Beaufs & Barbares, le pari du nous (B&B) : un premier bilan

J’aime bien faire des bilans. D’abord pour garder des traces ensuite parce que ça aide à mieux saisir le moment et enfin parce que ça permet de mieux envisager l’étape d’après.

D’abord les faits :

B&B qui est avant tout une proposition stratégique arrive presque un an après les élections présidentielles, dans un contexte d’économie de guerre avec à la clef menace nucléaire extrême (guerre en Ukraine), de radicalisation de l’Etat autoritaire, de grande polarisation politique entre une droite de gouvernement qui s‘extrême droitise et une gauche brinquebalante mais avec en son cœur une LFI combative et plutôt courageuse dont l’hégémonie à gauche est autant contestée qu’incontestable.
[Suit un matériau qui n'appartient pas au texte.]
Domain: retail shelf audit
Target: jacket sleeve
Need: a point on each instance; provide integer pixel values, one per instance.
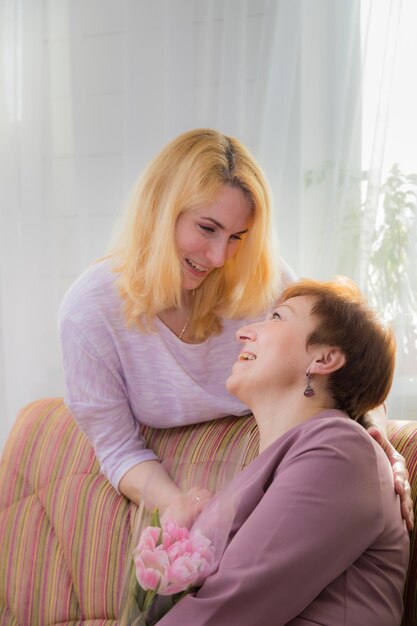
(97, 398)
(293, 544)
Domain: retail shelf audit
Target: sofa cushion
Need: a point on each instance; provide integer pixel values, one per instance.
(65, 532)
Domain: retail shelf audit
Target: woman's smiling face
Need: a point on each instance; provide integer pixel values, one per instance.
(275, 355)
(208, 236)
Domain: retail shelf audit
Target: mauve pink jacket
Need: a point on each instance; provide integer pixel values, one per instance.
(317, 537)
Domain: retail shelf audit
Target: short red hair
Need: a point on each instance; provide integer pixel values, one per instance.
(346, 321)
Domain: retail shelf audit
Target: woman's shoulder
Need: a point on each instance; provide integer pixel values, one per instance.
(93, 295)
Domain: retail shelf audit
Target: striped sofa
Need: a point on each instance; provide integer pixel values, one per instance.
(65, 532)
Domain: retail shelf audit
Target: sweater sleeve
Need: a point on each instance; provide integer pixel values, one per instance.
(293, 544)
(97, 398)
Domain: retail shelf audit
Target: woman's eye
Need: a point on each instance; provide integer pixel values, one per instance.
(207, 229)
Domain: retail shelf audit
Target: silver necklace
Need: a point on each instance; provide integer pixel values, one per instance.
(185, 327)
(187, 320)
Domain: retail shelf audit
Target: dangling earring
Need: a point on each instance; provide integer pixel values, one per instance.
(309, 391)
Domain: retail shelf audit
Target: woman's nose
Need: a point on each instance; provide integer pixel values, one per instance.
(245, 334)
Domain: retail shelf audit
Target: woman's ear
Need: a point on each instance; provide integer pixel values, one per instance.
(327, 361)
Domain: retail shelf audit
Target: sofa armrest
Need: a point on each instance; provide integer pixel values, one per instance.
(65, 532)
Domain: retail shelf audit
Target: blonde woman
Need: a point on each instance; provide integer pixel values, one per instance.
(148, 333)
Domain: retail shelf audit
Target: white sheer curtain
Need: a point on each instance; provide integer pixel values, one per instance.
(92, 90)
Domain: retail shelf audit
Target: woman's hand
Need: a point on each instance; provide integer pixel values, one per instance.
(185, 508)
(399, 469)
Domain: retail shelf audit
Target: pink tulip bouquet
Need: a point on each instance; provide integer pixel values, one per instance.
(170, 561)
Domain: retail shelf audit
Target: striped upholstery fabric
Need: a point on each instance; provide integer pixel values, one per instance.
(64, 531)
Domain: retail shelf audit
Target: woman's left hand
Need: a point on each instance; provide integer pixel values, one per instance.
(399, 469)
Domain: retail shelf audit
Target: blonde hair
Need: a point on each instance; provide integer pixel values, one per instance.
(188, 173)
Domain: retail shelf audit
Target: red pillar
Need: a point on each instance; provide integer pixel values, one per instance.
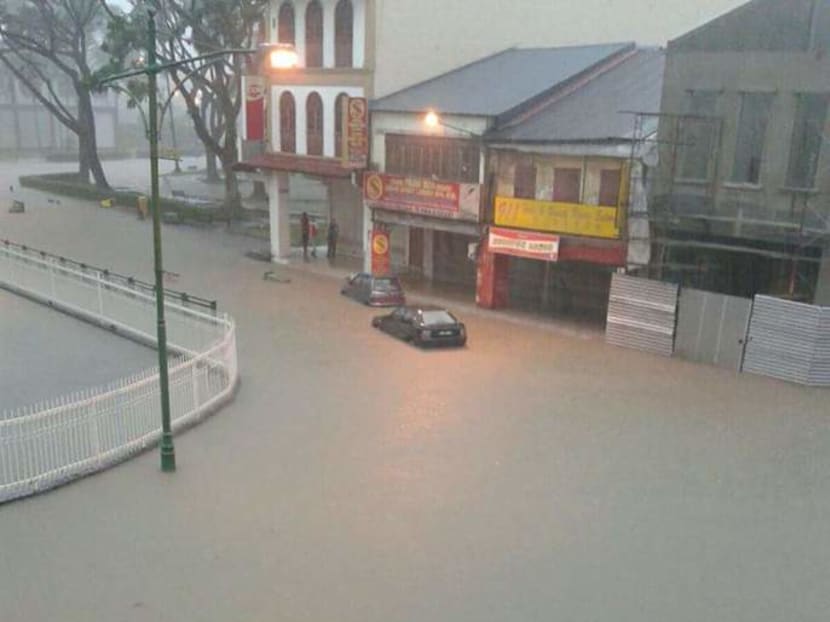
(491, 279)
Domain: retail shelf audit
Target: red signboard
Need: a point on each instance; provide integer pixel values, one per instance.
(492, 285)
(524, 244)
(422, 196)
(254, 108)
(356, 132)
(380, 252)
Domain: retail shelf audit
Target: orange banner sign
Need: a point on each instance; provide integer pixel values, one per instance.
(422, 196)
(356, 133)
(380, 252)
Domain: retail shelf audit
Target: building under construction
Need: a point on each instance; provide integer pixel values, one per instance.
(740, 194)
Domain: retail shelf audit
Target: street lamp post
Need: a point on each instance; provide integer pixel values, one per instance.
(168, 451)
(151, 69)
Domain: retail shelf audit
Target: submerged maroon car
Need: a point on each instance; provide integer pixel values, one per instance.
(375, 291)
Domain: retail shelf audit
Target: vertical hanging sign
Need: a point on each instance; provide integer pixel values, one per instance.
(356, 132)
(380, 251)
(254, 107)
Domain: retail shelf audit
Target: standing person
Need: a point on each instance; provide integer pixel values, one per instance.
(304, 231)
(334, 230)
(313, 232)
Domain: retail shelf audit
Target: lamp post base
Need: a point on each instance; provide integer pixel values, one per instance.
(168, 454)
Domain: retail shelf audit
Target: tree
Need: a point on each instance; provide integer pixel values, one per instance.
(49, 45)
(211, 91)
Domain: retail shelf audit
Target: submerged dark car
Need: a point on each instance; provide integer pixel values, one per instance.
(375, 291)
(423, 326)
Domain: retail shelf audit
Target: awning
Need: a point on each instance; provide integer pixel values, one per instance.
(294, 163)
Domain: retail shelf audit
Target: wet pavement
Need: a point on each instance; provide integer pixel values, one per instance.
(47, 354)
(531, 476)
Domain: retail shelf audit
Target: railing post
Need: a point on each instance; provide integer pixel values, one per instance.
(100, 296)
(52, 279)
(95, 435)
(194, 378)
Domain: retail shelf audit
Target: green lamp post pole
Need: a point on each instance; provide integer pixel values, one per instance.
(280, 58)
(168, 451)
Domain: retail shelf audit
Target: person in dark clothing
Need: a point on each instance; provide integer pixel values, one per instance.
(305, 229)
(334, 230)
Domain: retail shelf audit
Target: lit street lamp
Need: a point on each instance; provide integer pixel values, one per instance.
(433, 121)
(280, 58)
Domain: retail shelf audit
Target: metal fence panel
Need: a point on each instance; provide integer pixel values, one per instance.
(788, 340)
(45, 445)
(641, 314)
(711, 328)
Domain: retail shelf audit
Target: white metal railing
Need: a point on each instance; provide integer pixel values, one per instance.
(47, 444)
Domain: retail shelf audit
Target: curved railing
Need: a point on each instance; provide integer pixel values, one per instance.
(47, 444)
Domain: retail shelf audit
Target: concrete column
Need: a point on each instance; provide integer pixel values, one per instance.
(429, 254)
(823, 281)
(278, 213)
(301, 121)
(328, 33)
(273, 20)
(359, 34)
(273, 112)
(299, 30)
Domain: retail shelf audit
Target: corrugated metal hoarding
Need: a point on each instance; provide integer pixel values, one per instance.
(789, 341)
(641, 314)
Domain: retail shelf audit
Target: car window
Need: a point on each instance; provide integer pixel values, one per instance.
(386, 284)
(437, 316)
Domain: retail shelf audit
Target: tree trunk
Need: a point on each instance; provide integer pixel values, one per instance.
(233, 200)
(212, 170)
(87, 144)
(18, 135)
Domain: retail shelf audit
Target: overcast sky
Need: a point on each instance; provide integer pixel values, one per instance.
(418, 39)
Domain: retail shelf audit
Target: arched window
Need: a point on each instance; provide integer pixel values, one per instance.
(314, 35)
(339, 103)
(285, 32)
(288, 123)
(314, 124)
(343, 33)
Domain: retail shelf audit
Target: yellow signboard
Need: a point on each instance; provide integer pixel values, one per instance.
(576, 219)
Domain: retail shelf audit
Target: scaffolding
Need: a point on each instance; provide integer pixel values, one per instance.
(709, 214)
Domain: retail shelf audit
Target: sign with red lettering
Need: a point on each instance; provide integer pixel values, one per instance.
(422, 196)
(254, 108)
(524, 244)
(380, 252)
(356, 132)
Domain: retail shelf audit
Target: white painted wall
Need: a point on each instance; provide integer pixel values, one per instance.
(300, 6)
(406, 123)
(329, 96)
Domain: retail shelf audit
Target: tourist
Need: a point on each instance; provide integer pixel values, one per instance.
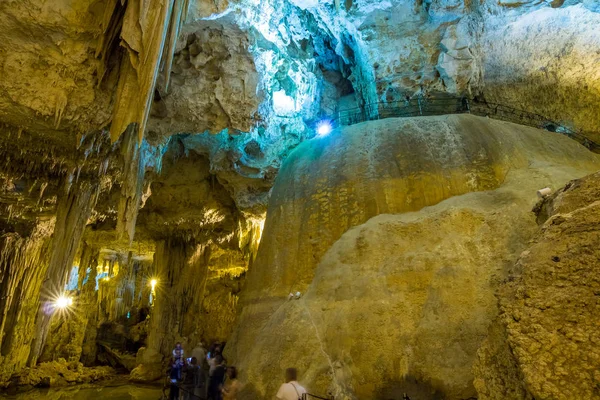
(174, 379)
(232, 386)
(216, 379)
(291, 389)
(178, 353)
(199, 352)
(191, 374)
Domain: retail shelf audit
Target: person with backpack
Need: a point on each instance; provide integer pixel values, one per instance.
(216, 380)
(291, 389)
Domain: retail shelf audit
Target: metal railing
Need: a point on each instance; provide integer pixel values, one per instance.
(426, 106)
(308, 396)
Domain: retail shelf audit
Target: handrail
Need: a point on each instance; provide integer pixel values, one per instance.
(305, 396)
(422, 106)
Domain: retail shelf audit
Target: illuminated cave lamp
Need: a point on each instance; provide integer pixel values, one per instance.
(324, 128)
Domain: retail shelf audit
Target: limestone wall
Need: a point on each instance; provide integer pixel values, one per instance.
(399, 303)
(547, 330)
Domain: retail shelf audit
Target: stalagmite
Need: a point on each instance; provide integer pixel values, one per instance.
(391, 150)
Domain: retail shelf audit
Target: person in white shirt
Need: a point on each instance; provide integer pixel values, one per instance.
(178, 353)
(291, 390)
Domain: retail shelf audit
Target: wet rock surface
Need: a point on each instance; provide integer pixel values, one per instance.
(546, 332)
(142, 140)
(401, 302)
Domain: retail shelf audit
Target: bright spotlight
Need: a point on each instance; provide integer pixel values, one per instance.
(324, 128)
(63, 302)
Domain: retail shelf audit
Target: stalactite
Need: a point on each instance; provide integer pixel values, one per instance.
(132, 182)
(145, 28)
(182, 269)
(73, 211)
(22, 263)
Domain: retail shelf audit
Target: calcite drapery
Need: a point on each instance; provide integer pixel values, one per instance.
(149, 33)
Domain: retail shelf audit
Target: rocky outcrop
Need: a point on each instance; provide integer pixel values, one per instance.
(396, 303)
(548, 50)
(58, 373)
(546, 332)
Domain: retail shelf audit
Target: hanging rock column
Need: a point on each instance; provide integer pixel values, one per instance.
(73, 211)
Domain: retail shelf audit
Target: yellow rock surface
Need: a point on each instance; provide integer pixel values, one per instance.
(402, 302)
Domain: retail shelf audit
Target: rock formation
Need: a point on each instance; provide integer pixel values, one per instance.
(400, 302)
(545, 335)
(149, 140)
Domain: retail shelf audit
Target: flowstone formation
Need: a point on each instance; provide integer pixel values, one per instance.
(140, 142)
(398, 303)
(544, 343)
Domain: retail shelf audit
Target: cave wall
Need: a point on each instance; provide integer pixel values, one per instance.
(222, 92)
(547, 50)
(545, 333)
(384, 291)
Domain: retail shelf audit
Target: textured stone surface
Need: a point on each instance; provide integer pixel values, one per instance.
(549, 51)
(547, 328)
(402, 302)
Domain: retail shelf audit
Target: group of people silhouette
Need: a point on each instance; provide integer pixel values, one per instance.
(206, 376)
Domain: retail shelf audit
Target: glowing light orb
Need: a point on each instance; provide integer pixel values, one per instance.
(324, 128)
(63, 302)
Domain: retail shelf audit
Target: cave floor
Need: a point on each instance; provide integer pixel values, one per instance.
(113, 391)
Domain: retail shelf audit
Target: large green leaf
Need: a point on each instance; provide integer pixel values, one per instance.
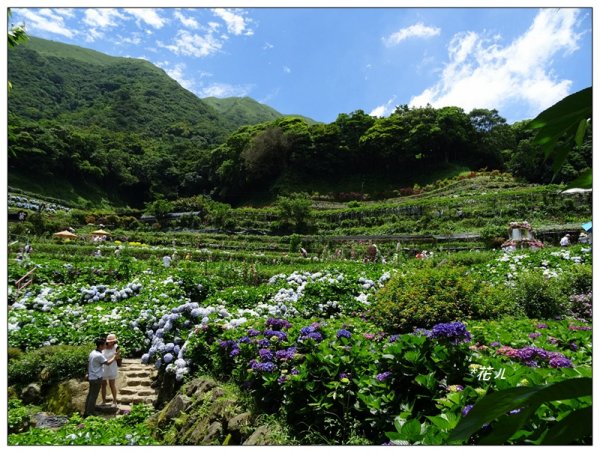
(497, 404)
(562, 118)
(583, 181)
(576, 425)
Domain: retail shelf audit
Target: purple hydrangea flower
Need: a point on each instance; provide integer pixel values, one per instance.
(422, 332)
(306, 330)
(276, 333)
(313, 336)
(263, 366)
(467, 409)
(560, 361)
(383, 376)
(281, 379)
(455, 332)
(343, 333)
(278, 324)
(265, 355)
(286, 354)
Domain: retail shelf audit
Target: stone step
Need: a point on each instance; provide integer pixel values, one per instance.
(140, 374)
(138, 382)
(141, 391)
(137, 400)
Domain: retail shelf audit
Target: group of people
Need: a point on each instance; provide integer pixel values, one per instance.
(103, 369)
(566, 239)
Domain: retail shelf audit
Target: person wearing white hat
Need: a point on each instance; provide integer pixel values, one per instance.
(111, 371)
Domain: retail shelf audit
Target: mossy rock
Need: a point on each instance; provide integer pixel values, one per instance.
(67, 397)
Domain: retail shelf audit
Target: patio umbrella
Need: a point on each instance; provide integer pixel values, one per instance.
(65, 234)
(101, 233)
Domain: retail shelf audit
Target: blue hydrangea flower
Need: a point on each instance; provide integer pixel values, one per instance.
(343, 333)
(383, 376)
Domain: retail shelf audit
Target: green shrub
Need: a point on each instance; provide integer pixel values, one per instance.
(539, 297)
(577, 280)
(49, 364)
(19, 415)
(14, 353)
(429, 296)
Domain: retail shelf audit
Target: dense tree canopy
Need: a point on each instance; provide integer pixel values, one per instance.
(123, 126)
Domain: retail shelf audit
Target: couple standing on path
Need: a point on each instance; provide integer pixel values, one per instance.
(102, 368)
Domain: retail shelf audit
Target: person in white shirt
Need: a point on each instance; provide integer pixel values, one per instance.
(565, 240)
(95, 374)
(110, 371)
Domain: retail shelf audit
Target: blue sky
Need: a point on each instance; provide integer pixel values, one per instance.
(320, 62)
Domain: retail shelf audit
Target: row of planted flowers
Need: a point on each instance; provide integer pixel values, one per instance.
(344, 373)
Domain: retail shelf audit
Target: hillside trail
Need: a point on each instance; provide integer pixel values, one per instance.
(133, 387)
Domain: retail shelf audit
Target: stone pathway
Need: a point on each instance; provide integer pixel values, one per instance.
(133, 387)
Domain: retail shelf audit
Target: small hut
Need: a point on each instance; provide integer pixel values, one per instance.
(520, 236)
(65, 234)
(100, 235)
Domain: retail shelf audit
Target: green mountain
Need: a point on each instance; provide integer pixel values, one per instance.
(244, 111)
(82, 87)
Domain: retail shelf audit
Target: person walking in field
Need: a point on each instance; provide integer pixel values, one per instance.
(111, 371)
(95, 374)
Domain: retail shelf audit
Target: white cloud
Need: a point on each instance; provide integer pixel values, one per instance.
(148, 16)
(418, 30)
(101, 17)
(195, 45)
(483, 74)
(189, 22)
(135, 39)
(66, 12)
(385, 109)
(224, 90)
(236, 23)
(44, 20)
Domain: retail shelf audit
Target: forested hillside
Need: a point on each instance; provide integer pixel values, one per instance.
(121, 131)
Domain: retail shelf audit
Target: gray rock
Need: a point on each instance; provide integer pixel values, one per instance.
(213, 433)
(32, 394)
(239, 422)
(175, 407)
(258, 437)
(46, 420)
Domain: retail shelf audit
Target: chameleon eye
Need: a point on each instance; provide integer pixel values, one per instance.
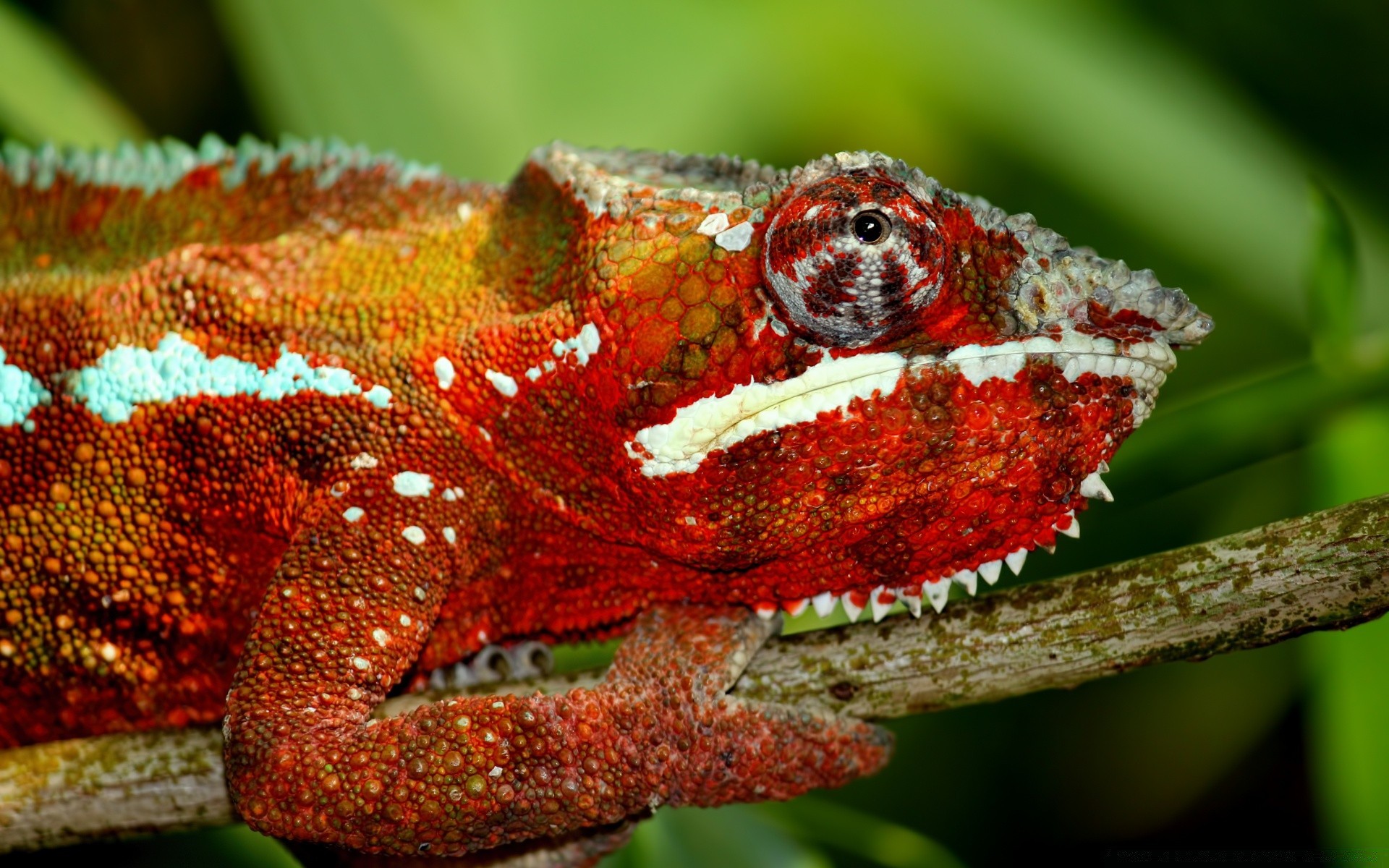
(851, 260)
(872, 226)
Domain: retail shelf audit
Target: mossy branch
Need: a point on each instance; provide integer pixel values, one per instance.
(1322, 571)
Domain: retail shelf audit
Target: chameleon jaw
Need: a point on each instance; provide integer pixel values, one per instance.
(717, 422)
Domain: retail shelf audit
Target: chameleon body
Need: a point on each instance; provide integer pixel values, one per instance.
(282, 430)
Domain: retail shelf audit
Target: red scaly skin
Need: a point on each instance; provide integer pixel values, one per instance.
(305, 427)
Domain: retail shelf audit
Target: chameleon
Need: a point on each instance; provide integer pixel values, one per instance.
(288, 428)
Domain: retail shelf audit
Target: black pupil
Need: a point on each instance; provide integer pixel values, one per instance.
(871, 226)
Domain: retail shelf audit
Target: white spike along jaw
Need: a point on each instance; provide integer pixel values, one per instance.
(969, 579)
(912, 599)
(990, 573)
(853, 603)
(1016, 560)
(824, 603)
(938, 592)
(1094, 486)
(881, 599)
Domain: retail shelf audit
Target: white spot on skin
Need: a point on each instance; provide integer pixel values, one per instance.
(410, 484)
(20, 393)
(380, 396)
(504, 383)
(445, 371)
(582, 345)
(127, 377)
(713, 224)
(681, 445)
(738, 238)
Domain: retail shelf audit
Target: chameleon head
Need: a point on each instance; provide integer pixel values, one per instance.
(848, 380)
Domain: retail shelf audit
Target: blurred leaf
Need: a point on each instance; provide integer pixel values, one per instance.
(1333, 284)
(1236, 425)
(1349, 705)
(865, 835)
(48, 95)
(734, 836)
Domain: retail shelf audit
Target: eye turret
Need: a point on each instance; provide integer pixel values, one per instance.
(851, 260)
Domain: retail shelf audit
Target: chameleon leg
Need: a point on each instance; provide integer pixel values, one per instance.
(336, 629)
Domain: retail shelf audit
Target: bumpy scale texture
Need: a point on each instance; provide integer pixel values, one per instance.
(284, 430)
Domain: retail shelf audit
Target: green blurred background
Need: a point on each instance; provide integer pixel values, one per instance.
(1236, 148)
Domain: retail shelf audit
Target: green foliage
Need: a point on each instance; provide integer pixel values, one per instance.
(1349, 705)
(1108, 128)
(45, 93)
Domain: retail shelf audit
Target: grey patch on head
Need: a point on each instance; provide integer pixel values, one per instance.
(608, 181)
(158, 166)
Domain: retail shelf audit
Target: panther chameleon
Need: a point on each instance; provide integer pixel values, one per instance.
(284, 430)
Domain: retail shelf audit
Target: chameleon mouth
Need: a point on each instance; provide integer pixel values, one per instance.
(717, 422)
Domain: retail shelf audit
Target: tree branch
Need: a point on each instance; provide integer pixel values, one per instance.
(1320, 571)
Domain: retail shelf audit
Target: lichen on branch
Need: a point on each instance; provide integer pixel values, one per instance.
(1328, 570)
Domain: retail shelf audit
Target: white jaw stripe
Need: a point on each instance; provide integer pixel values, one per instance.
(718, 422)
(715, 422)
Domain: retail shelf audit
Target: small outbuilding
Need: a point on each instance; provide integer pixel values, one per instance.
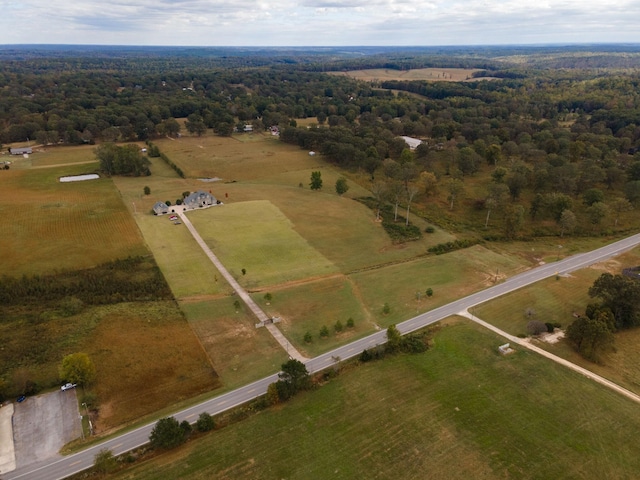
(160, 208)
(199, 199)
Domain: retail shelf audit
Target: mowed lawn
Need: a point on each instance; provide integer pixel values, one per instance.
(451, 276)
(458, 411)
(258, 237)
(48, 226)
(554, 301)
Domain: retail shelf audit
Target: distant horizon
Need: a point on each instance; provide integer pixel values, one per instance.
(288, 23)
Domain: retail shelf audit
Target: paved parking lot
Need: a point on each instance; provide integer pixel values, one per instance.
(43, 424)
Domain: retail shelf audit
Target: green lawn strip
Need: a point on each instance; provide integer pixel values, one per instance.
(450, 276)
(257, 237)
(554, 301)
(240, 352)
(458, 411)
(310, 306)
(341, 229)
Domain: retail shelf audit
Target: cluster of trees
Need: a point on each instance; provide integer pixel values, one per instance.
(131, 279)
(292, 379)
(618, 309)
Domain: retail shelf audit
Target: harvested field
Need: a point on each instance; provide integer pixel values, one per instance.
(49, 226)
(434, 74)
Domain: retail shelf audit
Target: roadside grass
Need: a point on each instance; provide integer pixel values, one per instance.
(50, 226)
(240, 352)
(520, 416)
(451, 276)
(258, 237)
(308, 307)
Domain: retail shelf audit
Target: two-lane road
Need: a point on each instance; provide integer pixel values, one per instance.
(59, 468)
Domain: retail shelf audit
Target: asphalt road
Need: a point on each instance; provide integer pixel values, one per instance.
(62, 467)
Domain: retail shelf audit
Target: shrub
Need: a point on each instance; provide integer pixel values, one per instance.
(167, 433)
(205, 422)
(105, 462)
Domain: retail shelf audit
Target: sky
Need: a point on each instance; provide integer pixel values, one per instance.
(318, 22)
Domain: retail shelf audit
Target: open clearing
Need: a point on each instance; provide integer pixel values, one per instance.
(435, 74)
(460, 410)
(49, 226)
(556, 301)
Quant à l’antiracisme politique, il est aussi influent dans les discours qu’il est désarticulé sur le terrain.

Dans sa catégorie – essai politique – B&B est un grand succès de librairie. Pour l’instant, La Fabrique a signé 5 contrats de cession de droits ce qui est beaucoup en si peu de temps :

– En espagnol avec Akal, avant même la sortie du livre. Grande maison, très respectée dans le monde hispanophone, un peu l’équivalent du Seuil. Le livre sortira en septembre.
– En anglais avec Pluto Press. Désormais l’une des principales maisons d’édition indépendantes de la gauche anglo-saxonne, très orientée antiracisme & anti-impérialisme, ils publient notamment Chomsky.
– En allemand et en néerlandais avec Leesjmagazijn. Petite maison indépendante, bien distribuée aux Pays-Bas et qui se lance désormais également en allemand. Ils ont fait Les blancs, les juifs et nous qui sort en septembreIls publient également Emmanuele Coccia, Eribon, le Comité invisible…
– En grec avec Ektos Grammis. Belle et jeune maison grecque. Ils publient Badiou, Althusser, Malm etc…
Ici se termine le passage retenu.